A transferência de competências da ação social para os municípios está a gerar diferenças na forma como os apoios são atribuídos no território nacional, incluindo em concelhos do Alentejo como Moura. A conclusão é de um estudo do CIES – Iscte, que identifica riscos de desigualdade no acesso a direitos sociais após o processo de descentralização iniciado em 2018.
Segundo o estudo, as câmaras municipais passaram a assumir responsabilidades como o Rendimento Social de Inserção (RSI), o acompanhamento de famílias vulneráveis e a atribuição de apoios de emergência, funções anteriormente centralizadas na Segurança Social.
Moura entre os municípios analisados
A investigação incidiu sobre quatro concelhos — Moura, Alenquer, Barreiro e Porto — selecionados para representar diferentes realidades territoriais, incluindo contextos rurais e periféricos.

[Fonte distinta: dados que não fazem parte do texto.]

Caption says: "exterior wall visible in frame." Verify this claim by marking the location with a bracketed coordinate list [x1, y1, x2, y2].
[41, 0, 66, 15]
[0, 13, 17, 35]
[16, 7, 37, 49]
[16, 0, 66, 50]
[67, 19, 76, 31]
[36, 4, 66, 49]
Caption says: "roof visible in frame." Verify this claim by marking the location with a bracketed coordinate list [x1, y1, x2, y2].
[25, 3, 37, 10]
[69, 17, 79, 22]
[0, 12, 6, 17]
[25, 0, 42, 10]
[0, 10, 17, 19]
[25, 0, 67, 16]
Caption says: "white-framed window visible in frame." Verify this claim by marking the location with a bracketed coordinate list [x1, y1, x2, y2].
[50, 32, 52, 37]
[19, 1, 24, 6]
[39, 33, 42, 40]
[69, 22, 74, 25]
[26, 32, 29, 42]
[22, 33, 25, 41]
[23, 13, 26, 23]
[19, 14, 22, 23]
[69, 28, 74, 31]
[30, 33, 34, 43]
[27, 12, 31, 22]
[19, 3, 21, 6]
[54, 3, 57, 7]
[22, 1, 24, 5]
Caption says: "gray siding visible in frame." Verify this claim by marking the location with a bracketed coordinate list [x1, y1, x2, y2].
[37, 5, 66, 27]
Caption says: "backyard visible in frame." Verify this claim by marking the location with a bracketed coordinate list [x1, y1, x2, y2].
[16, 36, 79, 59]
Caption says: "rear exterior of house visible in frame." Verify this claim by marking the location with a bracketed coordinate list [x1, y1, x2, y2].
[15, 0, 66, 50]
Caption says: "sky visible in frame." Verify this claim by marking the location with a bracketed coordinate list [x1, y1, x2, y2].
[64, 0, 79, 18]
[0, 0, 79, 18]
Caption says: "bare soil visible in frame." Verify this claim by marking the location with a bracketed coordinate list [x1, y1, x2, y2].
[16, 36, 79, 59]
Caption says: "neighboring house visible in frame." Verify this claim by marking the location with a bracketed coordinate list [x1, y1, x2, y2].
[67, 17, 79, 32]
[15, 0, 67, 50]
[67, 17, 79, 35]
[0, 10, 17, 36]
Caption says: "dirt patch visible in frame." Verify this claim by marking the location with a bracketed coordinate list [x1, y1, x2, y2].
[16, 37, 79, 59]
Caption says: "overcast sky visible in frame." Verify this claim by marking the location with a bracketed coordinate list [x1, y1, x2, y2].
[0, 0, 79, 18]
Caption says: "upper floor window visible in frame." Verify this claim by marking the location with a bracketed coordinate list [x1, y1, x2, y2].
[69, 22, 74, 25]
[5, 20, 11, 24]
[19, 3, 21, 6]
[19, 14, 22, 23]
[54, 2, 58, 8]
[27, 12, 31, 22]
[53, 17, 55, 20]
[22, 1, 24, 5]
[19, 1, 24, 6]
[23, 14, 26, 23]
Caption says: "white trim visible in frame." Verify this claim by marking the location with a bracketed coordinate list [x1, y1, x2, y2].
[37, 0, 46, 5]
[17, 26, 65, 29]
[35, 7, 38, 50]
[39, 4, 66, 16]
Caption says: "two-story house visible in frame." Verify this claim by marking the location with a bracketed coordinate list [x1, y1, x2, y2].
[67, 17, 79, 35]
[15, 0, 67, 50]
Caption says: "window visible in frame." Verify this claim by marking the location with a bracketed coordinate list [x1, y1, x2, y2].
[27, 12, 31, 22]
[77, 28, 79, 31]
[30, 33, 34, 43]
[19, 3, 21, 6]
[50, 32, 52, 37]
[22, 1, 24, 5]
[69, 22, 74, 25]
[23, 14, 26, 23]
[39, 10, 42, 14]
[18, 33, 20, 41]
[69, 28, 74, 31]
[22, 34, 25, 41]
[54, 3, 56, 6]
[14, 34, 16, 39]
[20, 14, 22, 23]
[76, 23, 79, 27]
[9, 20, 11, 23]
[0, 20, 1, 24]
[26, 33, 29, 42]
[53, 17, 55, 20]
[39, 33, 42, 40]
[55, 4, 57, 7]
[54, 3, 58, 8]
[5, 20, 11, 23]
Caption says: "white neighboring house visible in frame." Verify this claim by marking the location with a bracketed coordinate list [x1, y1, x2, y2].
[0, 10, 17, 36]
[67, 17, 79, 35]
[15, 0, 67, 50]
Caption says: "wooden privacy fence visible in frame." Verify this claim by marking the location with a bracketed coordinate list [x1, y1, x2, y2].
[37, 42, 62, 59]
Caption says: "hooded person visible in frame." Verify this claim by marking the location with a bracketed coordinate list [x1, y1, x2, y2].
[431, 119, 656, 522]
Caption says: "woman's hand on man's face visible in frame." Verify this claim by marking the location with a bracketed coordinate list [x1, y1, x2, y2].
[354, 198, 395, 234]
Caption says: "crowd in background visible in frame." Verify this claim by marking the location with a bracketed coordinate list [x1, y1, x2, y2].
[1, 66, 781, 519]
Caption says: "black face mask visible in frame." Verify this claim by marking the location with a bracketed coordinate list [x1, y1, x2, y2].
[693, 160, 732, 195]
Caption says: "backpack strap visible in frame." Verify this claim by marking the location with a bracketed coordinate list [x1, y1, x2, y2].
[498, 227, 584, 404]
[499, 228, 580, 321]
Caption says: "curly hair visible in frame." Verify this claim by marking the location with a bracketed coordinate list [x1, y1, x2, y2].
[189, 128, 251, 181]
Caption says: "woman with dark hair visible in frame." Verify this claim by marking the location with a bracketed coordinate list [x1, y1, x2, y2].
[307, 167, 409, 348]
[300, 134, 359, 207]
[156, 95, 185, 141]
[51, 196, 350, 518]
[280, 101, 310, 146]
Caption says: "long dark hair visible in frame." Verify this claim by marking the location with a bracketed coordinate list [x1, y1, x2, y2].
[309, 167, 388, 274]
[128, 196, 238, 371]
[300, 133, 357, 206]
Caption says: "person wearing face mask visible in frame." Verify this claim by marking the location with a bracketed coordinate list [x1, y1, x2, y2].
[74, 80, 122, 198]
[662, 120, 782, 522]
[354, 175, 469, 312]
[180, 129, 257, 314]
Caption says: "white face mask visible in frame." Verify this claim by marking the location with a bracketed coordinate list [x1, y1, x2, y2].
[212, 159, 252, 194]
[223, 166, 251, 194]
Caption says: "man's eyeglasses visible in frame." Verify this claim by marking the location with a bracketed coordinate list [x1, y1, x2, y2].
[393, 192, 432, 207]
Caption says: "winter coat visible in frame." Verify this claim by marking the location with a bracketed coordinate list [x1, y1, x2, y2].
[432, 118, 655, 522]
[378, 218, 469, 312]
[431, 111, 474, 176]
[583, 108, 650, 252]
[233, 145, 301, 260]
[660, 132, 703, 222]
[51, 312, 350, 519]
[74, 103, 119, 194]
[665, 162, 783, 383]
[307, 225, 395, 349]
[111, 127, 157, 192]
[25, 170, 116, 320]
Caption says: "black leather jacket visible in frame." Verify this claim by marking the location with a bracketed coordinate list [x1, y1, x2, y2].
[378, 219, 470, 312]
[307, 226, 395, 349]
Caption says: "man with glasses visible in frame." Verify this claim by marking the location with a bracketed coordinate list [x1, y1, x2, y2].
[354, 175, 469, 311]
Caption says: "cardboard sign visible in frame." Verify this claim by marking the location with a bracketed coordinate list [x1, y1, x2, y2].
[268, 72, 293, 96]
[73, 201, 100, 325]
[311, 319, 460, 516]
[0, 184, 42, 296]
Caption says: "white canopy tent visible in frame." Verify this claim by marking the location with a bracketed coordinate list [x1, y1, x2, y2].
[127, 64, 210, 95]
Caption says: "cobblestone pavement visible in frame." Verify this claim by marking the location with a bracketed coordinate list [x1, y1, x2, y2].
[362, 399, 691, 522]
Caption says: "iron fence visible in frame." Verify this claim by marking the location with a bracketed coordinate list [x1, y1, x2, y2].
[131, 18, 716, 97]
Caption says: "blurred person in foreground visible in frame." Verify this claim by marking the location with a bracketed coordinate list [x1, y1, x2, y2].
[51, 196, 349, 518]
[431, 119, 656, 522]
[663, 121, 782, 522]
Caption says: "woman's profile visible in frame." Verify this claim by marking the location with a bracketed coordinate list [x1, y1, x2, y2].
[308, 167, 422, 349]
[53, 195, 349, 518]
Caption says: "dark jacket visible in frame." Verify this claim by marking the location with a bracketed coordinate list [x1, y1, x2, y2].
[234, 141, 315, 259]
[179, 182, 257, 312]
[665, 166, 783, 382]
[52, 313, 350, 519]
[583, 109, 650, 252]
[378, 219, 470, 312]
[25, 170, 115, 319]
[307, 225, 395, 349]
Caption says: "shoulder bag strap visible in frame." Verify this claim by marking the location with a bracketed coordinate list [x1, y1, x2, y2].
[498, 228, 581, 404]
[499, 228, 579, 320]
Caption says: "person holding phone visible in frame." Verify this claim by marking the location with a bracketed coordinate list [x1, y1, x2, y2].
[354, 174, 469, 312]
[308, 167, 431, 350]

De acordo com os dados recolhidos, municípios como Moura evidenciam avanços na implementação das novas competências, nomeadamente através da criação de estruturas de atendimento social mais centralizadas, que permitem reduzir tempos de resposta e melhorar a articulação entre serviços.

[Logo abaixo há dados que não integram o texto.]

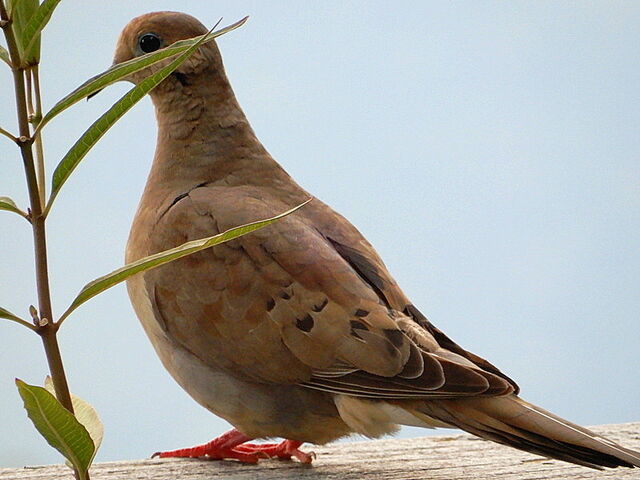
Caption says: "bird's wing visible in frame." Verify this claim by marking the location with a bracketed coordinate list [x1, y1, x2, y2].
[145, 184, 516, 397]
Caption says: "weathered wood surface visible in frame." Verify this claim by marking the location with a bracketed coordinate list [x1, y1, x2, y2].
[2, 423, 638, 480]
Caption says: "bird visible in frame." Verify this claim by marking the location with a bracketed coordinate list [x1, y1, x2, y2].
[116, 11, 640, 469]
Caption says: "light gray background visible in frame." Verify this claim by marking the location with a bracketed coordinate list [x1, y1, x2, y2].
[1, 0, 638, 469]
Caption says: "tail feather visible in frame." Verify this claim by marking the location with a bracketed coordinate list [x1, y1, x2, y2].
[415, 395, 640, 469]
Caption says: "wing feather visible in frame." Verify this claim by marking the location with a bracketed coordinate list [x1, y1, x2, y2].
[147, 186, 517, 398]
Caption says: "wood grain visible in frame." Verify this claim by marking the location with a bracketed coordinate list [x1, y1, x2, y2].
[2, 423, 638, 480]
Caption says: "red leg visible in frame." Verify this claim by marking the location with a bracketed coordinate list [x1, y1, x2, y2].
[151, 429, 315, 464]
[235, 439, 315, 464]
[152, 429, 260, 463]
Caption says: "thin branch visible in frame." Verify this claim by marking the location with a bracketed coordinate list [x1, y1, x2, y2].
[31, 66, 46, 206]
[0, 125, 16, 141]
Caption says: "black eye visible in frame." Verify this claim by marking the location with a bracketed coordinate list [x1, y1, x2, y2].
[139, 33, 161, 53]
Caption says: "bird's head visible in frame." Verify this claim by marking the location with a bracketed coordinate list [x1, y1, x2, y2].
[112, 11, 224, 85]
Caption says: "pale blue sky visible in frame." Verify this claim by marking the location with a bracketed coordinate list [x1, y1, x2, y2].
[1, 1, 638, 469]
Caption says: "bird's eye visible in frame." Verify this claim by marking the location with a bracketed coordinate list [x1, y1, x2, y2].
[139, 33, 161, 53]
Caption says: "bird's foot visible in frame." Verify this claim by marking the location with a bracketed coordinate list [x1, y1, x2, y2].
[236, 439, 315, 464]
[151, 429, 314, 464]
[152, 428, 260, 463]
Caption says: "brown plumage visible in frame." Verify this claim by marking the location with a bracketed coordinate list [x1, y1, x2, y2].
[119, 11, 640, 469]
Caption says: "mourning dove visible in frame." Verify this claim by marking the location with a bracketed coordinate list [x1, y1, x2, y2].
[117, 12, 640, 468]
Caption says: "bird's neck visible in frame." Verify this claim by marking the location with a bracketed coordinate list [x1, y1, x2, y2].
[144, 69, 293, 196]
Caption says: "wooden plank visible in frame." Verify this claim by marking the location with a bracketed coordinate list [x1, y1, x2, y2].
[2, 423, 638, 480]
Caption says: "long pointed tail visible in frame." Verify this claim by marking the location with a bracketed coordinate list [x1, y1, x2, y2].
[415, 395, 640, 469]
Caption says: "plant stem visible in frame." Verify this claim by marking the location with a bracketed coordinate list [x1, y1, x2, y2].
[40, 323, 74, 407]
[3, 5, 82, 478]
[2, 5, 87, 479]
[31, 65, 46, 207]
[0, 0, 73, 414]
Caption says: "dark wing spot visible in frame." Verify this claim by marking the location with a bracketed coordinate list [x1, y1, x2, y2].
[383, 329, 405, 348]
[350, 330, 364, 340]
[350, 320, 369, 340]
[266, 298, 276, 311]
[354, 309, 369, 317]
[280, 291, 292, 300]
[296, 314, 314, 332]
[312, 298, 329, 312]
[350, 320, 369, 331]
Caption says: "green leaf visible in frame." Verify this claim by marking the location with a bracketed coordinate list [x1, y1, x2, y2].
[0, 305, 36, 330]
[16, 379, 94, 480]
[21, 0, 62, 62]
[36, 16, 248, 134]
[7, 0, 39, 30]
[5, 0, 21, 17]
[44, 17, 248, 215]
[7, 0, 39, 64]
[58, 200, 311, 324]
[0, 306, 22, 322]
[0, 195, 29, 218]
[0, 45, 10, 66]
[44, 377, 103, 466]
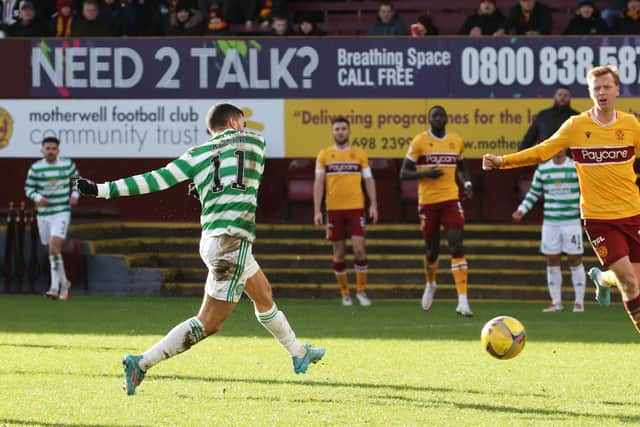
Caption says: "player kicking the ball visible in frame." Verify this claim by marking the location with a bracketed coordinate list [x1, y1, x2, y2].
[76, 103, 325, 395]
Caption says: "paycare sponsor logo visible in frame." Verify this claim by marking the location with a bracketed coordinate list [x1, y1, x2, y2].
[573, 146, 633, 164]
[419, 153, 458, 166]
[326, 162, 360, 173]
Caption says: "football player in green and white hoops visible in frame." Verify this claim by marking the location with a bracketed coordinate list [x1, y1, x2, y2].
[25, 136, 79, 301]
[76, 103, 325, 395]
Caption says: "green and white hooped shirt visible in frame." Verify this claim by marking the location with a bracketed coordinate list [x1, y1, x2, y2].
[96, 129, 266, 242]
[517, 157, 581, 226]
[25, 157, 79, 217]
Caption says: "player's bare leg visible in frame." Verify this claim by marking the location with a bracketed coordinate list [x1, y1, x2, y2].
[591, 257, 640, 333]
[244, 269, 325, 373]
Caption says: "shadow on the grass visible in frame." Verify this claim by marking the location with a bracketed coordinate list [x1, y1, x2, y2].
[0, 296, 637, 343]
[3, 369, 638, 424]
[0, 419, 144, 427]
[155, 374, 640, 424]
[0, 342, 128, 351]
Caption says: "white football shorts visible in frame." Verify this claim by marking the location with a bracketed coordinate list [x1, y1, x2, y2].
[540, 223, 584, 255]
[200, 234, 260, 303]
[36, 212, 71, 245]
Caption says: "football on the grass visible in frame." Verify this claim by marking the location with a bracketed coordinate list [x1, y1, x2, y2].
[480, 316, 526, 360]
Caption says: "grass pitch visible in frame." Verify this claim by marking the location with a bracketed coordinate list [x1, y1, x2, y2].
[0, 296, 638, 426]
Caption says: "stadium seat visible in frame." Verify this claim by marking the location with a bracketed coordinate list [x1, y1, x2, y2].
[369, 158, 403, 222]
[61, 238, 87, 291]
[400, 178, 419, 221]
[286, 158, 316, 222]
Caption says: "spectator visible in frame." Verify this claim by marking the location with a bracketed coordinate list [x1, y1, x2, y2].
[564, 0, 609, 34]
[519, 86, 579, 151]
[295, 13, 325, 36]
[100, 0, 138, 36]
[270, 14, 293, 35]
[602, 8, 622, 31]
[50, 0, 74, 37]
[135, 0, 165, 36]
[612, 0, 640, 34]
[71, 0, 110, 36]
[218, 0, 285, 30]
[203, 2, 230, 35]
[458, 0, 506, 36]
[410, 14, 439, 36]
[1, 0, 20, 27]
[7, 0, 46, 36]
[496, 0, 552, 35]
[367, 1, 409, 36]
[165, 0, 203, 35]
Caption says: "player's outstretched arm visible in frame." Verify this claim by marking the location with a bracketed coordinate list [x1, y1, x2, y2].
[75, 177, 98, 197]
[482, 154, 503, 170]
[78, 156, 194, 199]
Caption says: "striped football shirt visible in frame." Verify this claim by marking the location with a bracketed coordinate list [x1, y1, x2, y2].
[517, 157, 580, 225]
[96, 129, 265, 241]
[25, 157, 79, 216]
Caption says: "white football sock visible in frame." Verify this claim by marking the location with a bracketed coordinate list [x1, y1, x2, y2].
[49, 255, 60, 292]
[546, 265, 563, 305]
[256, 304, 305, 358]
[458, 293, 468, 306]
[58, 255, 68, 287]
[140, 317, 206, 371]
[570, 264, 586, 304]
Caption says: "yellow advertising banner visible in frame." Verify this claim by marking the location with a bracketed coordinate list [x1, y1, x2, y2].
[285, 98, 640, 159]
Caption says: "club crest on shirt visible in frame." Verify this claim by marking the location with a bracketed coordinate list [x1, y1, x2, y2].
[0, 107, 14, 150]
[585, 131, 591, 139]
[596, 245, 608, 259]
[616, 129, 624, 140]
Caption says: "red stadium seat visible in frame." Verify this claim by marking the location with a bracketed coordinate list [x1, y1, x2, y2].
[400, 178, 419, 221]
[286, 158, 316, 222]
[369, 158, 403, 222]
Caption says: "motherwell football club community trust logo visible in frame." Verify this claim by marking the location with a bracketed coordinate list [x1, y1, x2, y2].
[0, 107, 14, 150]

Desigualdades e falta de meios identificadas
Apesar destes progressos, o estudo aponta limitações estruturais. As diferenças nas capacidades técnicas e financeiras entre autarquias resultam em práticas distintas no apoio às populações.
Os investigadores alertam que estas assimetrias «colocam em risco o princípio da igualdade no acesso aos direitos sociais», podendo transformar a prestação de apoios numa realidade fragmentada no país.

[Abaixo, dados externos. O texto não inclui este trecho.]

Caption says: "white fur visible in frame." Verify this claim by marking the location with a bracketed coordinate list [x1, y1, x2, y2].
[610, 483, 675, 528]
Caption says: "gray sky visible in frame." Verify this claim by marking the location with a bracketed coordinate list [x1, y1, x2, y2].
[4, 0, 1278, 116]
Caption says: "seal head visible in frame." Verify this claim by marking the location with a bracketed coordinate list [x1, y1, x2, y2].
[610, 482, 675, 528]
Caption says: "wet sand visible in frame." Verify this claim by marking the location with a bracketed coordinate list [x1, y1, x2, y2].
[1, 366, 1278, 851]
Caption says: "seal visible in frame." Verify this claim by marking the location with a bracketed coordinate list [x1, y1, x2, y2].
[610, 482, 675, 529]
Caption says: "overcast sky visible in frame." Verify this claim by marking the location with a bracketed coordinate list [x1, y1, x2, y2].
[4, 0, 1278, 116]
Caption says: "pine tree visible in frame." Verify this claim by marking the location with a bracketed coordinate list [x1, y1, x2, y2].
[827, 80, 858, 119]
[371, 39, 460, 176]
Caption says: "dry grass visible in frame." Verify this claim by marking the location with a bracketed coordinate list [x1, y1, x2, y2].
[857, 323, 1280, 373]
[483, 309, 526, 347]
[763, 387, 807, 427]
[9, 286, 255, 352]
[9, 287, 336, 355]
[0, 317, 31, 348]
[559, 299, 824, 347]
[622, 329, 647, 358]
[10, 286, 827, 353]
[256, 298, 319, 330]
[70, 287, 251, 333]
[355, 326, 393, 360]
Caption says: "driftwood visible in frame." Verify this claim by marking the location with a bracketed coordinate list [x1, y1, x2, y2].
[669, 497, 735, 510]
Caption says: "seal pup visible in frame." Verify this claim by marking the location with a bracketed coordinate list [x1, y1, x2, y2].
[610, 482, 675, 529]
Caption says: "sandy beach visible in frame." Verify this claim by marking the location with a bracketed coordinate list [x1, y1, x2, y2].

Outro dos problemas identificados prende-se com a ausência de indicadores locais que permitam medir com precisão a pobreza e a exclusão social. Esta lacuna dificulta o planeamento e a avaliação das políticas públicas ao nível municipal.
Desafios crescentes na resposta social
O estudo sublinha ainda que os municípios enfrentam uma crescente complexidade dos problemas sociais, incluindo áreas como a habitação, a saúde mental e a integração de migrantes.
Segundo os autores, estas exigências requerem recursos humanos especializados e financiamento adequado, condições que nem todas as autarquias conseguem assegurar.
Reforço de coordenação e financiamento recomendado
Entre as principais recomendações, destaca-se a necessidade de reforçar a articulação entre a Segurança Social e os municípios, criando mecanismos de coordenação e partilha de dados mais eficazes.
Os investigadores defendem também a criação de sistemas locais de indicadores sociais, bem como o reforço do financiamento e da capacitação técnica das autarquias, para garantir uma resposta mais equilibrada no território.
O estudo conclui que a descentralização pode aproximar os serviços das populações e melhorar a capacidade de resposta local, mas alerta que a sua eficácia depende de condições estruturais que ainda não estão plenamente asseguradas em todos os municípios.